What Are Plug & Play Hot Tubs?
Plug and play (sometimes written as Plug N Play) is an industry term used to describe hot tubs that can operate at 110V. This means that they can be plugged right into a standard GFCI-protected outlet. This is opposed to a standard 220V hot tub that requires an electrician to come in and hard wire it to a 40-60 amp breaker.
How Are Plug & Play Hot Tubs Able To Run At 110V?
To be able to operate at 110V, plug and play hot tubs are fitted with smaller pumps and heaters than their 220V counterparts. They’re also typically more “bare bones” in terms of lighting and other electrical components than a standard hot tub would be.

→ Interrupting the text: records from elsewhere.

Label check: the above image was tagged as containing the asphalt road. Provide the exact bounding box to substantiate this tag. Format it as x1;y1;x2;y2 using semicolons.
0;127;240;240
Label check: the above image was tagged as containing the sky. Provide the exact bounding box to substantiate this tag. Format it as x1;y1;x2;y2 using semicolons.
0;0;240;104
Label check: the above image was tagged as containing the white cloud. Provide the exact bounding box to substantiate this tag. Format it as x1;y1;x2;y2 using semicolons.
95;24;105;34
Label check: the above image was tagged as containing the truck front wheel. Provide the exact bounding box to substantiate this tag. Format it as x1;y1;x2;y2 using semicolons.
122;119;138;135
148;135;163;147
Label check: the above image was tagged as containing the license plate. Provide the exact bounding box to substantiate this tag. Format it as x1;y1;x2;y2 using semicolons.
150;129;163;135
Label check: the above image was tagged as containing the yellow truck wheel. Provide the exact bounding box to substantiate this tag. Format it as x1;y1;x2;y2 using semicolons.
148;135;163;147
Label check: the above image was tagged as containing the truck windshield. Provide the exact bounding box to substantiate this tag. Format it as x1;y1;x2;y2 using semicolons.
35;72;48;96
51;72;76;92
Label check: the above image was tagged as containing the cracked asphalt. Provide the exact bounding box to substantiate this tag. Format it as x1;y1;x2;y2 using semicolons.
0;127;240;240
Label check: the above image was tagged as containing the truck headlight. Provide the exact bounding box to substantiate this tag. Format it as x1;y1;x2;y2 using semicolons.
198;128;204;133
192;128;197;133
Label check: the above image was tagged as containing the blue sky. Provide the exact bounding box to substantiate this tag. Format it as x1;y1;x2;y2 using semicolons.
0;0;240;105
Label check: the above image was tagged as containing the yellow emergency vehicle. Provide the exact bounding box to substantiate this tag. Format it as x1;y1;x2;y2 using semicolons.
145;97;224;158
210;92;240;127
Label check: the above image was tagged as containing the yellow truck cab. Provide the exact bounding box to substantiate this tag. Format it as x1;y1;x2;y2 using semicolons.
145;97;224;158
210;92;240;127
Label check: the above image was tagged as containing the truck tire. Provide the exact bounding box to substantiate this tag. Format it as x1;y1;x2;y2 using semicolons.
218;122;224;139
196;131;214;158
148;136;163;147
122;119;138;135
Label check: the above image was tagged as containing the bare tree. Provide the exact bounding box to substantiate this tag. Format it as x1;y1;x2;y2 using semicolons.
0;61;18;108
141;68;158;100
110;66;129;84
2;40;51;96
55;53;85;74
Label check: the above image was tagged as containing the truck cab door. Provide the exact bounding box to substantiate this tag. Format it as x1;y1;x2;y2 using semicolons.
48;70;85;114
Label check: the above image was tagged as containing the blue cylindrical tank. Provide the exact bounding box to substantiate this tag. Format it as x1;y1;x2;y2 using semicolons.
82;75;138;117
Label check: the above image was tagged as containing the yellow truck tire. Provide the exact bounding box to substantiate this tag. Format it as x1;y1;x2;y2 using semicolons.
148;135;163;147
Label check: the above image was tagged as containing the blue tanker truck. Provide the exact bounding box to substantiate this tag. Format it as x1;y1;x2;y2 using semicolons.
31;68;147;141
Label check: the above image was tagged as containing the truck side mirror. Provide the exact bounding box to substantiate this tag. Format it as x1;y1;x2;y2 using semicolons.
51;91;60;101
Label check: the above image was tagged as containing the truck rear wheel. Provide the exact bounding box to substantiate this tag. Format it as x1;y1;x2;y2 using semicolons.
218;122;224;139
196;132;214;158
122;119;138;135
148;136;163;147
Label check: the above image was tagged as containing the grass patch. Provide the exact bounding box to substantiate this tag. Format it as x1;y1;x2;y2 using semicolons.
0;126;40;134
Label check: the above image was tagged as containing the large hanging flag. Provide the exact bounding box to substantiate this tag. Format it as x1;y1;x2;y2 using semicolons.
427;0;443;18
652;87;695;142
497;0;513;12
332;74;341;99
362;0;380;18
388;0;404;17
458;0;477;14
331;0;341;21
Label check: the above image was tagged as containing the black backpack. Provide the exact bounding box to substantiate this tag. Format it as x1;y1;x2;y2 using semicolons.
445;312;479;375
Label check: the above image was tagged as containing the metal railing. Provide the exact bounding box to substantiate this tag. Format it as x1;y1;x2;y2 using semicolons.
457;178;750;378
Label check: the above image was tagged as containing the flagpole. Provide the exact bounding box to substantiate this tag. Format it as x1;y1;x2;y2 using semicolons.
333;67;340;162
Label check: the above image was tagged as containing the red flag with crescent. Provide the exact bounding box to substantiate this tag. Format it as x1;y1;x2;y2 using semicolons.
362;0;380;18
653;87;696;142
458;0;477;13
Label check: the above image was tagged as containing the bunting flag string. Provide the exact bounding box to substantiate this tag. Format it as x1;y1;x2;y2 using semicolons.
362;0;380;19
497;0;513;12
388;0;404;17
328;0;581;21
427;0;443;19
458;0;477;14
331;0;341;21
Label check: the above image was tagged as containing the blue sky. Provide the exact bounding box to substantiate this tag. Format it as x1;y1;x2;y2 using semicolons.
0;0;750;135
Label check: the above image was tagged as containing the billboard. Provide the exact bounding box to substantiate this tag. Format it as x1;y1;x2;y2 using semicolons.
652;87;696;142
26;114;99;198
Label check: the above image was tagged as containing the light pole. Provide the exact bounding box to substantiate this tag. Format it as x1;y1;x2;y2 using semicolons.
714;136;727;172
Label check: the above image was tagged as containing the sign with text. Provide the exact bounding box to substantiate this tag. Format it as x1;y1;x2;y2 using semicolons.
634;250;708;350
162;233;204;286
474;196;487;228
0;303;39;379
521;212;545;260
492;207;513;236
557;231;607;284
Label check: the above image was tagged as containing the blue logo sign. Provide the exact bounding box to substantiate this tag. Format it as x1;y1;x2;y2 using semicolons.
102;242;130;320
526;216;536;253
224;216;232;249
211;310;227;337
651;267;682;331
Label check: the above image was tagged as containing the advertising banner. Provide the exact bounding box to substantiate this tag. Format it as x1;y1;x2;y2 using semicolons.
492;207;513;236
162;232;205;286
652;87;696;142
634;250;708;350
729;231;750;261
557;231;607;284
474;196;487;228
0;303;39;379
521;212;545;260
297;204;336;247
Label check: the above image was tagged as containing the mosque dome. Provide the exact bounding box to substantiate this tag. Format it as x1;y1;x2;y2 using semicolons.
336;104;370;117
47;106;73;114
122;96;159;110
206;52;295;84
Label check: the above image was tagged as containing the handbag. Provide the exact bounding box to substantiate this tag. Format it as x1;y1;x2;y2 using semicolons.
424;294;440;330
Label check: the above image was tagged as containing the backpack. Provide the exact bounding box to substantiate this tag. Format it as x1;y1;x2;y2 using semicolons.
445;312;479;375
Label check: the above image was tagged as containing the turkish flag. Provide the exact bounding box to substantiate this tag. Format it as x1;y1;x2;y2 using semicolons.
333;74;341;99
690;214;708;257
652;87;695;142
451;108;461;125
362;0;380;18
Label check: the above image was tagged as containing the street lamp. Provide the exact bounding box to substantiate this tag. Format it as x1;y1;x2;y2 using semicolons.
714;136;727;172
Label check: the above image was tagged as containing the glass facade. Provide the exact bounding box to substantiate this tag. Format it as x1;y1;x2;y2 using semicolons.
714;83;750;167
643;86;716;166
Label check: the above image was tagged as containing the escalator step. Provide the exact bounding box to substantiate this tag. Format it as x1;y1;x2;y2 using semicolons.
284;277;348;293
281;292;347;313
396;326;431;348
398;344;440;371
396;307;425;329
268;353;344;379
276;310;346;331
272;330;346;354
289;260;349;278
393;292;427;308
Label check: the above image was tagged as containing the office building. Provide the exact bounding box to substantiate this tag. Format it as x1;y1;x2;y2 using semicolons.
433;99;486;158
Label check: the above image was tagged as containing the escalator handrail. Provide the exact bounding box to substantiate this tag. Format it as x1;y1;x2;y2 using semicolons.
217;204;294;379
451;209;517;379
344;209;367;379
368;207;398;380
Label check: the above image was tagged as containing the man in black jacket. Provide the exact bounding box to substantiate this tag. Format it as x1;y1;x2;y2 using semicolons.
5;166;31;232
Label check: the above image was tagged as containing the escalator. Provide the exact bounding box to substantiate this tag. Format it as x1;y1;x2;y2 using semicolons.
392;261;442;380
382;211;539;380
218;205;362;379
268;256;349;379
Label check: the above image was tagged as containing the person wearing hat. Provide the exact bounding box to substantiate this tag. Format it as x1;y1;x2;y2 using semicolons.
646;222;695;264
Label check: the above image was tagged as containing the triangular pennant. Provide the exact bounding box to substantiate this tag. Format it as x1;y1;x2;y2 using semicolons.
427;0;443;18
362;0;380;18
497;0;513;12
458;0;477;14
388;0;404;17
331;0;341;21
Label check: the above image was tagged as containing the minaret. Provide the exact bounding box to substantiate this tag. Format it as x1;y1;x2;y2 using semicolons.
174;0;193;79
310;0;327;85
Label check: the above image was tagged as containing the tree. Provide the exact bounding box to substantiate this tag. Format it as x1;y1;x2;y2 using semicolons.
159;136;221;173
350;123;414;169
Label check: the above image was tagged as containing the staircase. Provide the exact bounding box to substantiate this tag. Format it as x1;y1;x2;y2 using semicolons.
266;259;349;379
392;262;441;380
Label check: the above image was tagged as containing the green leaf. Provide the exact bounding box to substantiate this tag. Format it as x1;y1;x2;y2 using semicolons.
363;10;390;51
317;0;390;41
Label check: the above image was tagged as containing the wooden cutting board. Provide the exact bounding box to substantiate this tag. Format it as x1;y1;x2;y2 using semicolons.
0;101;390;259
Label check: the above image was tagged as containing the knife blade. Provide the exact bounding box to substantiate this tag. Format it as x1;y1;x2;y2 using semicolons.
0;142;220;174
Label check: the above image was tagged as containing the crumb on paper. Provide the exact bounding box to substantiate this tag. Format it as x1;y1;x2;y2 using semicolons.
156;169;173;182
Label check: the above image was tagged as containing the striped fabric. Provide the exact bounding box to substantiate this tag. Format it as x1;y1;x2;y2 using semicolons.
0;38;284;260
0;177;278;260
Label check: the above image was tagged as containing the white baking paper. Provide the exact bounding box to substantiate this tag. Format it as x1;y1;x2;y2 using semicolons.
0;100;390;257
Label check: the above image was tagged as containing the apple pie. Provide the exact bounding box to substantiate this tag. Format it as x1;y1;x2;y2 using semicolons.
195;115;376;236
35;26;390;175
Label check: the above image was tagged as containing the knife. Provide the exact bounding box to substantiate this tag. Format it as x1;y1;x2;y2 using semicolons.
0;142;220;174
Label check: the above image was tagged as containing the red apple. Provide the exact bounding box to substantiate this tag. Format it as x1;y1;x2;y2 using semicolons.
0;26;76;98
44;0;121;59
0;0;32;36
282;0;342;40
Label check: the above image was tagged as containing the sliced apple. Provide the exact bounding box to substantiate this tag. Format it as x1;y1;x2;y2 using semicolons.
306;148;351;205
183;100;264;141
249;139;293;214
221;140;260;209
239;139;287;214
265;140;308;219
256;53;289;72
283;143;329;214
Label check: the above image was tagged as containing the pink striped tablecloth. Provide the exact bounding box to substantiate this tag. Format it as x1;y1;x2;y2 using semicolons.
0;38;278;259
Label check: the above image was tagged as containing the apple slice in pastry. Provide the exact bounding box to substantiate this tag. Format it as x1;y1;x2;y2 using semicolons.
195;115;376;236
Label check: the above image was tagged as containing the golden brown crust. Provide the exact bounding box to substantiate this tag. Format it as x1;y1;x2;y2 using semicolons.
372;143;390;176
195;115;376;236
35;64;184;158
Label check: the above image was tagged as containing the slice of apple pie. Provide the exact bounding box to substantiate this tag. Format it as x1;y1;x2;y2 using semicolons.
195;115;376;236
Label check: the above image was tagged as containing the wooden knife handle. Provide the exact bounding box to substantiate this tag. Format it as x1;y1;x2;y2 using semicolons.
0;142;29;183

How Do Plug & Play Hot Tubs Compare To Standard 220V Hot Tubs?
As we just mentioned, plug and play hot tubs are typically much simpler than standard hot tubs. Standard hot tubs will typically have more lights, better control systems, and waterfalls. Some are also able to be equipped with additional features such as ozone / UV sanitization systems, waterfall pillows and wireless controls that can be accessed through an app on your phone.
Unlike standard hot tubs, you’re not able to add additional features to a plug and play hot tub. They also have less sophisticated control units that lack the options of a standard hot tub control system. For example, most plug and play hot tubs don’t allow you to choose when the filtration system runs.
Some plug and play hot tubs even lack basic features like acrylic shells, moulded seats and headrest pillows; though this is done to keep their price low, rather than being a limitation of the technology.
Since they rely on a smaller jet pump; plug and play hot tubs have fewer jets and slightly less power than a traditional hot tub. This can lead to a somewhat underwhelming hydrotherapy experience.
Note: It must also be said that heat and buoyancy are also key factors in hydrotherapy. Plug and play hot tubs can, therefore, still provide good hydrotherapy; just not quite as good as a well designed 220V hot tub would.
The limited power capacity of plug and play hot tubs have two downsides when it comes to heating:
The smaller heater will have to run longer in order to keep the water at your desired temperature.
When the jet pump is at running at top speed, there isn’t enough remaining power to run the heater. This means that you will have to choose between using the jets and keeping the water temperature up.
These drawbacks can be especially noticeable in the winter where the heating and filtration systems will have to run almost constantly to keep the water at the set temperature. When you do use the jets, the water in a plug and play hot tub can also become noticeably cooler in as little as 15-20 minutes.
With full sized pumps and heaters, standard 220V hot tubs simply don’t have these issues.
When it comes to up-front costs, you can’t beat a plug and play hot tub. Their simplicity means that they’re typically much cheaper to purchase when compared to traditional hot tubs. They also don’t require an electrician to install, which will save you even more.
Long Term Costs
In warmer weather, a similarly sized plug & play and standard hot tub will operate at around the same cost per month. Given that their filtration cycles can be programmed to run off-peak hours, standard hot tubs will be a little cheaper overall but the difference isn’t too great.
Once temperatures start to drop, however, standard hot tubs become much cheaper to run as their larger heaters are able to heat the water much more efficiently than the smaller heater found in plug and play hot tubs can.
When it comes to portability, plug and play hot tubs are definitely superior to standard hot tubs. With a plug and play hot tub, all you need is a suitable base and a standard GFCI-protected electrical plug and you’re good to go!
So Which One Is Better?
When compared to plug and play hot tubs, a standard 220V hot tub is the superior choice in most cases. Though they will cost more upfront their added features, superior massage and energy efficiency means that they will more than justify that difference in price.
There are some situations where plug and play hot tubs are the better option, however. If you won’t be using your hot tub in the winter, need to be able to regularly move it, or simply don’t have enough room in your electrical panel for a 40+ amp hot tub, a plug and play hot tub could be just what you need!